In her revised standalone mission, Ada seems a bit lost and, at times, out of place. She relies on Luis to get her the Amber, she relies on Leon to keep insanely strong enemies busy and away from her, and although her own path is filled with danger and challenge, most of the times she is more of an observer and less of someone actually doing something to push the action further. This was expected to happen in the main game, but not in her own adventure. What she does mostly depends on what other people have done before her, and with her overall "ennui" kind of attitude she gives the impression that she is not 100% there and focused on her mission, although her determination does shoot up in the final scene, where she appears to completely disregard Wesker's plans by ordering the pilot of her helicopter to change course at gunpoint. The fact that Ada is bored and eventually not as effective is highlighted by Wesker's obvious dismay and disappointment every time something doesn't go according to plan. We know our beloved arch-villain is a paranoid perfectionist, but to be fair, he is not exactly overreacting in this case. 
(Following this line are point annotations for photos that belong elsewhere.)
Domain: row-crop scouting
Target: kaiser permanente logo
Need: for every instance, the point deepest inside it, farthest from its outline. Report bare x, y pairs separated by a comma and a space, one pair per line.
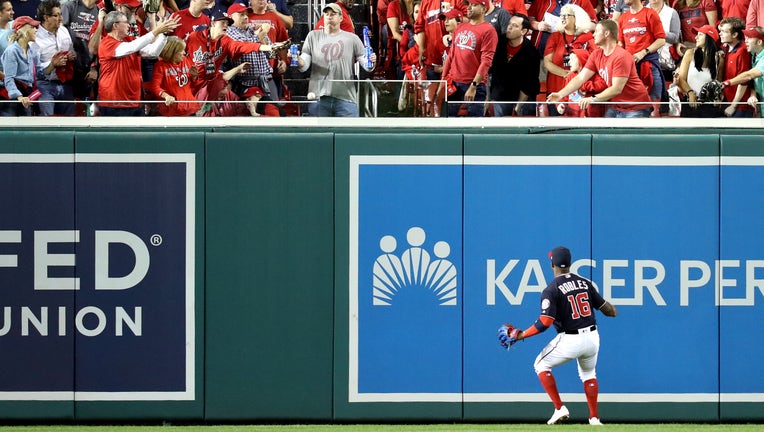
415, 269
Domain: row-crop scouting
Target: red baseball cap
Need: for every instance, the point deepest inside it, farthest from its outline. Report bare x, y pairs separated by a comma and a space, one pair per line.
129, 3
22, 21
708, 31
756, 32
237, 8
451, 13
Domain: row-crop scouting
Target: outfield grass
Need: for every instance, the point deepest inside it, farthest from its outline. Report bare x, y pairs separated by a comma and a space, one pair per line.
663, 427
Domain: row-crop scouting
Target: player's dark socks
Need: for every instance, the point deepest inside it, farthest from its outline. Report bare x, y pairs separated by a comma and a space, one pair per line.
592, 388
550, 385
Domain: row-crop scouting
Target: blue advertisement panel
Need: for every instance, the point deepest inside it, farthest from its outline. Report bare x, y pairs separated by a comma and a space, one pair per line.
644, 229
407, 292
98, 277
516, 210
740, 280
655, 241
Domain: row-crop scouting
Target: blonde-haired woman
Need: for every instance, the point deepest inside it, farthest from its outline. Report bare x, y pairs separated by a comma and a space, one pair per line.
21, 62
172, 78
574, 32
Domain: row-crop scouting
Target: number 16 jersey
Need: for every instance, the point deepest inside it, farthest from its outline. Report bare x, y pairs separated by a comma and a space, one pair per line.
570, 300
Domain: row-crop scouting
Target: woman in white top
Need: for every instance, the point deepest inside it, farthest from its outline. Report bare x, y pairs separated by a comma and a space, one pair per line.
672, 27
700, 65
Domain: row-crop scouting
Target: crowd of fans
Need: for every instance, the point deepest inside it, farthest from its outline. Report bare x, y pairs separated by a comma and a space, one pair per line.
581, 58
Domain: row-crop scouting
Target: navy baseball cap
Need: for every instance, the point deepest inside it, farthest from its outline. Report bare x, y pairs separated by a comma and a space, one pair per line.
560, 257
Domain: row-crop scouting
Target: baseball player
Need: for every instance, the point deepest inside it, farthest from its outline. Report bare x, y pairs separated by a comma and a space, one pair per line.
568, 302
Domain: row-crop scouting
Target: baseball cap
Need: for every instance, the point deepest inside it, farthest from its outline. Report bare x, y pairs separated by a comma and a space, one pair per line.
583, 56
221, 16
708, 31
560, 257
22, 21
236, 8
451, 13
128, 3
756, 32
334, 7
484, 3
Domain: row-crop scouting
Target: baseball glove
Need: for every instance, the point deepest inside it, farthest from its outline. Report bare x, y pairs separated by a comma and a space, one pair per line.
151, 6
508, 335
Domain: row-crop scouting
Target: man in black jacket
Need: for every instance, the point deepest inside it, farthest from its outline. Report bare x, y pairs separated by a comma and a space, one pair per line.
515, 77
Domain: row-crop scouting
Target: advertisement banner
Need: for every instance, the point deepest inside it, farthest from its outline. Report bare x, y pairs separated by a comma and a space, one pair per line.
445, 249
97, 271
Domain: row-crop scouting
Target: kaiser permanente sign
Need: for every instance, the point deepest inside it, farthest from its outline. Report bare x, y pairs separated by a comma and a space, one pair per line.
97, 273
674, 241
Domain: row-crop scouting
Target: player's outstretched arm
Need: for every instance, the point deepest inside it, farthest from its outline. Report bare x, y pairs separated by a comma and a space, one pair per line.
540, 326
609, 310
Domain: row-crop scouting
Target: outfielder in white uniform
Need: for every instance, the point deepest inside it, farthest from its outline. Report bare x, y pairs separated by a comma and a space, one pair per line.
568, 302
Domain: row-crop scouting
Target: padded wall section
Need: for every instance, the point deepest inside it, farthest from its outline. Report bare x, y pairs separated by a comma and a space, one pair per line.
269, 275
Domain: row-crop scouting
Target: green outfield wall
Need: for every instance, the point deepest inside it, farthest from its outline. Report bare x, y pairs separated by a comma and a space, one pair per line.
262, 267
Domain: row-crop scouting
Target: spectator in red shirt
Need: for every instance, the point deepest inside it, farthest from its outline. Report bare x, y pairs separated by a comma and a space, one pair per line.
544, 16
428, 32
172, 78
120, 57
694, 14
193, 18
574, 32
514, 6
472, 48
736, 61
735, 8
616, 67
595, 85
640, 32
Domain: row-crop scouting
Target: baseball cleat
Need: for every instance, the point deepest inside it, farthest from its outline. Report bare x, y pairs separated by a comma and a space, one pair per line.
559, 415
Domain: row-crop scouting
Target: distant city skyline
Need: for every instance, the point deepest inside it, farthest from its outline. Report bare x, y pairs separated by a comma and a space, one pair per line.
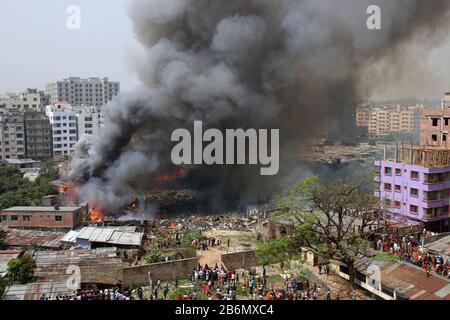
38, 48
From a technical and structural point of view, the revamped "Separate Ways" has a lot of good moments, with flowing gameplay and nice surprises. Ada's grappling attacks are fantastic and it's a pity we don't get the chance to make use of them more often and not strictly in specific and prompted quick time events and moves. The search for the three ingredients in the Castle and the puzzles involving them are among the highlights of the whole mission and the full game as well. Luis's inclusion in the story as an active partner is a great plus, although I still wish an extra episode with him as lead was released, showing his path in the adventure, possibly including an earlier encounter with Krauser in the Castle grounds.
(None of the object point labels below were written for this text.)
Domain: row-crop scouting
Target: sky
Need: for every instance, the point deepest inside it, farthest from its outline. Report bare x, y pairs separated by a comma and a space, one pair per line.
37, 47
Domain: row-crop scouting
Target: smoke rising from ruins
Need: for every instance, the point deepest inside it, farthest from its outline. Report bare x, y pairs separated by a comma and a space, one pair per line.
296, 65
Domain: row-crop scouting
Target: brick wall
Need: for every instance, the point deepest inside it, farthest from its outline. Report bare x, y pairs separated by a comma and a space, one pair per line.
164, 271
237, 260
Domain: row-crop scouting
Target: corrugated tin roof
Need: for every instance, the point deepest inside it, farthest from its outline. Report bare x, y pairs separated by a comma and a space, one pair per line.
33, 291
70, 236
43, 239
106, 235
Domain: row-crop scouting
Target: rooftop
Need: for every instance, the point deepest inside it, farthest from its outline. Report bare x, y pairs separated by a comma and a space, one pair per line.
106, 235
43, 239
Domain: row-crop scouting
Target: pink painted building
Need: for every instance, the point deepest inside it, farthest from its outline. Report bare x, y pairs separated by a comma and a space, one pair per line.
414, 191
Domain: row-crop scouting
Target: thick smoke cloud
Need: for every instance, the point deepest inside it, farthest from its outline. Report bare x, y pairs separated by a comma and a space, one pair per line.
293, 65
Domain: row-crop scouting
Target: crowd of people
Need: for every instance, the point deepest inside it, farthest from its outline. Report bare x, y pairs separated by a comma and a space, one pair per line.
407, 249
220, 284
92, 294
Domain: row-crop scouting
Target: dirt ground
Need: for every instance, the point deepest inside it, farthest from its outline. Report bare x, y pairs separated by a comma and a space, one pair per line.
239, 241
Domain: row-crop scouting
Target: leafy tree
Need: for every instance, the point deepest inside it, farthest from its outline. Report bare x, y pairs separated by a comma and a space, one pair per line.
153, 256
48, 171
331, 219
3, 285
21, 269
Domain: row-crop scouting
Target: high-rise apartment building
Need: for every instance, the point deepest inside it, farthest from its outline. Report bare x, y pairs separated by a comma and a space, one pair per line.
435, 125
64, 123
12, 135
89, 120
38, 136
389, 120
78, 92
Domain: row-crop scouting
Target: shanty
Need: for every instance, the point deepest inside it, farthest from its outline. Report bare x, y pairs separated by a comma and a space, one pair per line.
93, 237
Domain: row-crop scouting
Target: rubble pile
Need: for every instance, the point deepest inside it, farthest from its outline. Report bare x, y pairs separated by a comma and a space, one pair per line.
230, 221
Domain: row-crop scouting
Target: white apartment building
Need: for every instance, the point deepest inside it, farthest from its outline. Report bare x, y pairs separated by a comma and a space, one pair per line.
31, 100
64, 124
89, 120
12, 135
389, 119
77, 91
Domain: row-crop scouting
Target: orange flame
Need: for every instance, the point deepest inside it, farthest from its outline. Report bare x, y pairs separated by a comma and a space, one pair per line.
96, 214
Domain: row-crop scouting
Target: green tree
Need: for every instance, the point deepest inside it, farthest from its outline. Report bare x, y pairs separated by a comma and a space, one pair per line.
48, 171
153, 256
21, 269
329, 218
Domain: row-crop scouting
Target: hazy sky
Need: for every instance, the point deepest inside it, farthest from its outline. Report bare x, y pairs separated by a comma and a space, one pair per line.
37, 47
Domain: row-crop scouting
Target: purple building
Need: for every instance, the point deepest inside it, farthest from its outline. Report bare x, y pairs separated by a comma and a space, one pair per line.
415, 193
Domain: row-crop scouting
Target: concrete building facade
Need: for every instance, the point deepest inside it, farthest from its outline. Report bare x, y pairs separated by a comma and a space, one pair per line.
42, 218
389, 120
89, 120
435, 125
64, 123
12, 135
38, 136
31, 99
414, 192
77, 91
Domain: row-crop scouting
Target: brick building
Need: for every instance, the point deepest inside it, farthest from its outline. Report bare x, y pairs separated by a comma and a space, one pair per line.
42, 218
Speaking of Krauser, Ada has no interaction with him in this new version, which also means there is no boss fight with him in her story. This was kind of expected, since in the main game's remake she doesn't encounter him at all, and it is Luis instead of her who is present in Leon's knife fight with his former mentor, and the one who subsequently saves him from a fatal hit from Krauser. It is a change that not only makes more sense, as Luis is far more connected to Leon's story in the game than Ada, therefore his role in how Leon's encounter with Krauser plays out is far more important and determinant, but also aids the plot in that, as we see in the end, Wesker leaves the island with Krauser's infected body so as to examine the virus that it carried and see how he could possibly take advantage of the strain's potential, like he did in Antarctica, where he escaped with Steve Burnside's infected body in "Code Veronica". That scene could also imply that Krauser is not really dead for good or that maybe Wesker had the means to "resurrect" him somehow. This is Resident Evil, after all; death is never that simple in its universe.
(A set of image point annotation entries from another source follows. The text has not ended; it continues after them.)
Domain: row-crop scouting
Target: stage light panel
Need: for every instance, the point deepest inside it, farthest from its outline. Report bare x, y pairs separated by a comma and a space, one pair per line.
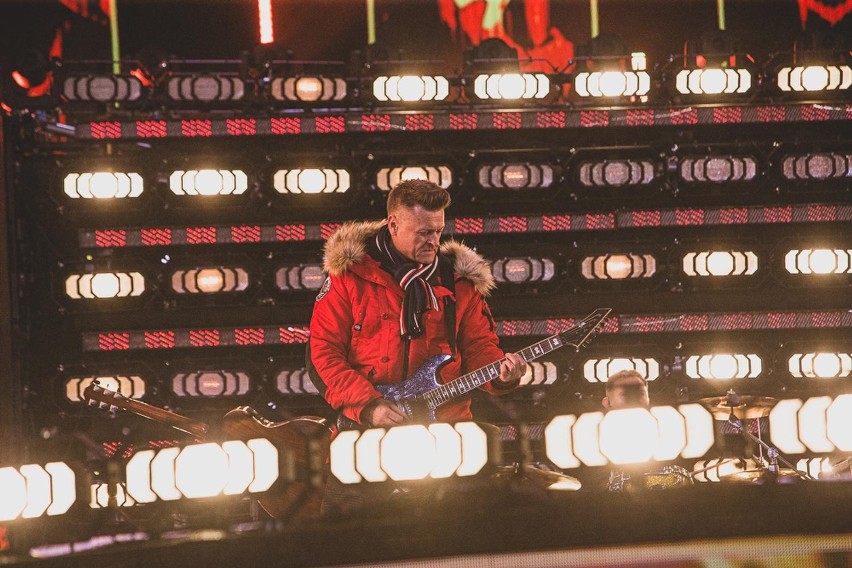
519, 270
818, 261
821, 166
618, 266
820, 365
599, 370
129, 386
708, 81
718, 469
718, 169
629, 436
205, 88
410, 88
819, 424
409, 452
210, 280
101, 88
211, 384
99, 496
517, 175
208, 182
386, 178
202, 470
511, 86
295, 381
720, 263
814, 78
308, 89
104, 285
724, 366
312, 180
612, 83
540, 373
33, 490
300, 277
815, 467
616, 173
103, 185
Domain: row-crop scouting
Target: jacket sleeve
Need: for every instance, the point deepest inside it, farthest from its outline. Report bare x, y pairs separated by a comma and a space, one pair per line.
477, 340
331, 334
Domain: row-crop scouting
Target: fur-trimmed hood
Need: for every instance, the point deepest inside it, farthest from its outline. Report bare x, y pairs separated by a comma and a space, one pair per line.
346, 246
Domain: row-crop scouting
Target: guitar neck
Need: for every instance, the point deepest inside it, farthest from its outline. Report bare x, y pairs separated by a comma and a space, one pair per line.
162, 415
483, 375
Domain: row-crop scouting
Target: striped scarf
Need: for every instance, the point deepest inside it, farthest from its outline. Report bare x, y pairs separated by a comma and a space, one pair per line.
414, 278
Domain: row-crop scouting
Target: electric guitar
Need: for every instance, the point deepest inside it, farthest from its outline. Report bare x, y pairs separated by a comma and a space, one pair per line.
419, 396
305, 438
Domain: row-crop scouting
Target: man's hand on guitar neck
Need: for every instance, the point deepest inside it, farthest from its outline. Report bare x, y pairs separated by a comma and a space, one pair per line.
512, 368
380, 413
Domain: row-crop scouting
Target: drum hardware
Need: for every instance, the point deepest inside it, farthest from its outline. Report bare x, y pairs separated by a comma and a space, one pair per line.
769, 465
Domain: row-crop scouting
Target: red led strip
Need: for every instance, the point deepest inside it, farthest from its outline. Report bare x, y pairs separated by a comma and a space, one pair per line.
654, 323
693, 217
482, 120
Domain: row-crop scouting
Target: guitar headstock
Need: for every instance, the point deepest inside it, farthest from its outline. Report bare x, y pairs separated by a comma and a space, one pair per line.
97, 395
583, 331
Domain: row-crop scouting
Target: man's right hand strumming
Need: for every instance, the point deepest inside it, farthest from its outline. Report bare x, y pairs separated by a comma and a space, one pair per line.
381, 413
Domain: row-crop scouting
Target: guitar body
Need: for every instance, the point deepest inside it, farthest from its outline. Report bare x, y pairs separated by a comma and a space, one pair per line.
307, 440
408, 395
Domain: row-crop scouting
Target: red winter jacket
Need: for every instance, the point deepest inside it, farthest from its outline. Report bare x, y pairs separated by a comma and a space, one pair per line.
355, 341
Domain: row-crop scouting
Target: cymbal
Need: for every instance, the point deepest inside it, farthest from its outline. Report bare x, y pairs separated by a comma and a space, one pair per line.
756, 475
749, 406
540, 477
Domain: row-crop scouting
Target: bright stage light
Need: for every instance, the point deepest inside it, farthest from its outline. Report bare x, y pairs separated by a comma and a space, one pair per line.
820, 365
410, 88
311, 180
386, 178
104, 285
300, 277
822, 166
718, 169
818, 424
720, 263
205, 88
211, 384
540, 373
521, 270
102, 88
599, 370
208, 182
813, 78
616, 173
511, 86
202, 470
33, 490
618, 266
818, 261
409, 452
612, 83
210, 280
713, 81
308, 89
512, 176
103, 185
629, 436
724, 366
131, 386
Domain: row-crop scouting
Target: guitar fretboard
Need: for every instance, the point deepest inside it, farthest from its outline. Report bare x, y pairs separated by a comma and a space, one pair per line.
479, 377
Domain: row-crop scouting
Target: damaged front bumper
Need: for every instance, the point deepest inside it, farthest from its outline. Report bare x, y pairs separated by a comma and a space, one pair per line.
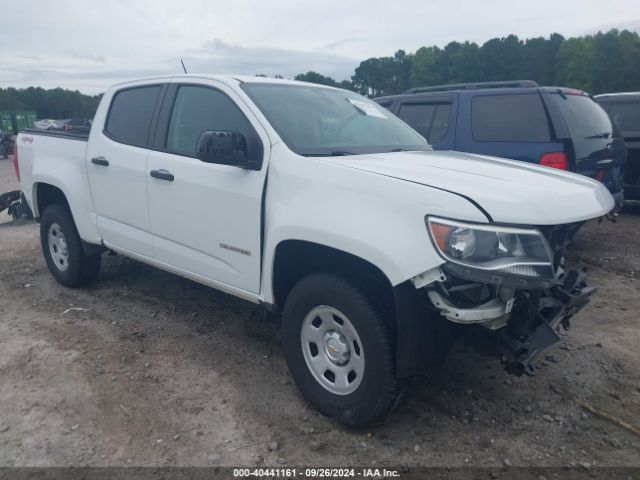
513, 323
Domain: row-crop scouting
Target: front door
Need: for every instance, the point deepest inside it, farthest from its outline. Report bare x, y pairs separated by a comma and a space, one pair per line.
205, 218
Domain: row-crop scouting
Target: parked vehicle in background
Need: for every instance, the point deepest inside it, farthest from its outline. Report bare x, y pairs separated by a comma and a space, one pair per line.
624, 111
6, 144
556, 127
374, 250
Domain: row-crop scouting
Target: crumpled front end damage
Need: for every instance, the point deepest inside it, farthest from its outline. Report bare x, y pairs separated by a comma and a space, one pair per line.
508, 316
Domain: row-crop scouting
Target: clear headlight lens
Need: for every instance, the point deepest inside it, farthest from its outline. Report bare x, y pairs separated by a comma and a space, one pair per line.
517, 251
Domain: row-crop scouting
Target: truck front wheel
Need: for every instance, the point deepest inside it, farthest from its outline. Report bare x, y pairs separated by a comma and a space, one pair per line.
62, 249
339, 350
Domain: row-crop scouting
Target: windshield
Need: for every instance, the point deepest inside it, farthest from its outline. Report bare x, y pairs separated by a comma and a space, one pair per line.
316, 121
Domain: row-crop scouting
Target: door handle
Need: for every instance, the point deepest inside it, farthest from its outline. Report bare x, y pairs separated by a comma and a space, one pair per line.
100, 161
162, 174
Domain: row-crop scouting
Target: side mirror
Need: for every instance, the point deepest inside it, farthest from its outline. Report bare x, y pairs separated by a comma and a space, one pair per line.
225, 148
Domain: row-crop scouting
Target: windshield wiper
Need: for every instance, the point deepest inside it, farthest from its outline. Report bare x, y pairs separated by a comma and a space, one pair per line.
336, 153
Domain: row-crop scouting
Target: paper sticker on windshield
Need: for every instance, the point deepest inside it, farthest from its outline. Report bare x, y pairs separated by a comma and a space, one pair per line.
366, 108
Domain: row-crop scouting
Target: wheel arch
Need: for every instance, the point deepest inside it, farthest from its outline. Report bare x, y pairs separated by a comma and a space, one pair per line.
421, 336
294, 259
45, 194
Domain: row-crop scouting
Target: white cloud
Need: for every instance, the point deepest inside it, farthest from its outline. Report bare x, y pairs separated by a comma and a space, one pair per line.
89, 45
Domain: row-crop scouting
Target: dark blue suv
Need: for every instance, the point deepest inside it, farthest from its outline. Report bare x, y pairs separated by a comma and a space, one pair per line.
552, 126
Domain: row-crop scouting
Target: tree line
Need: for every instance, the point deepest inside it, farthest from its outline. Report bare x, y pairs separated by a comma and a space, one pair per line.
604, 62
54, 103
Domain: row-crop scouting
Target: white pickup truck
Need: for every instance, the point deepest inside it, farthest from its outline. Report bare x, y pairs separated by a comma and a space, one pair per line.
316, 203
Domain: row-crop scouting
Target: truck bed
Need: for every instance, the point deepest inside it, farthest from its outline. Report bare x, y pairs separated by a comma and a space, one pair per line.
82, 136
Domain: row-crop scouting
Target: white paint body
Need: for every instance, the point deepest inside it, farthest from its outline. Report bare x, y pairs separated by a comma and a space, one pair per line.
371, 206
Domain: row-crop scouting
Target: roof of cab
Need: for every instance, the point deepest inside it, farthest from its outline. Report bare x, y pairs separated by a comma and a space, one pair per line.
618, 95
228, 79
The revamped "Separate Ways" is an averagely good side game with some fairly nice moments but also marginally disappointing at times, with several weaknesses that have to do, on the one hand, with the fact that so many iconic elements from the original main game were implemented here, as if in an attempt to make "Separate Ways" look more grand because it would probably feel inadequate on its own, and on the other with the limited development of its lead character. The road that Ada takes in this new version of her story is so distant that she nearly separates herself from the whole plot. But maybe this was done on purpose; her solitary path fits her spy persona and helps her watch things from a distance and plan her moves accordingly. Maybe this is how she should have appeared from the start, and in this sense her mission's remake was what her story needed to be properly narrated. I have said it many times in the past and I will say it again: Ada needs a game of her own. She has been in the shadows for too long. But something completely her own, not comprised of great moments from other characters' storylines.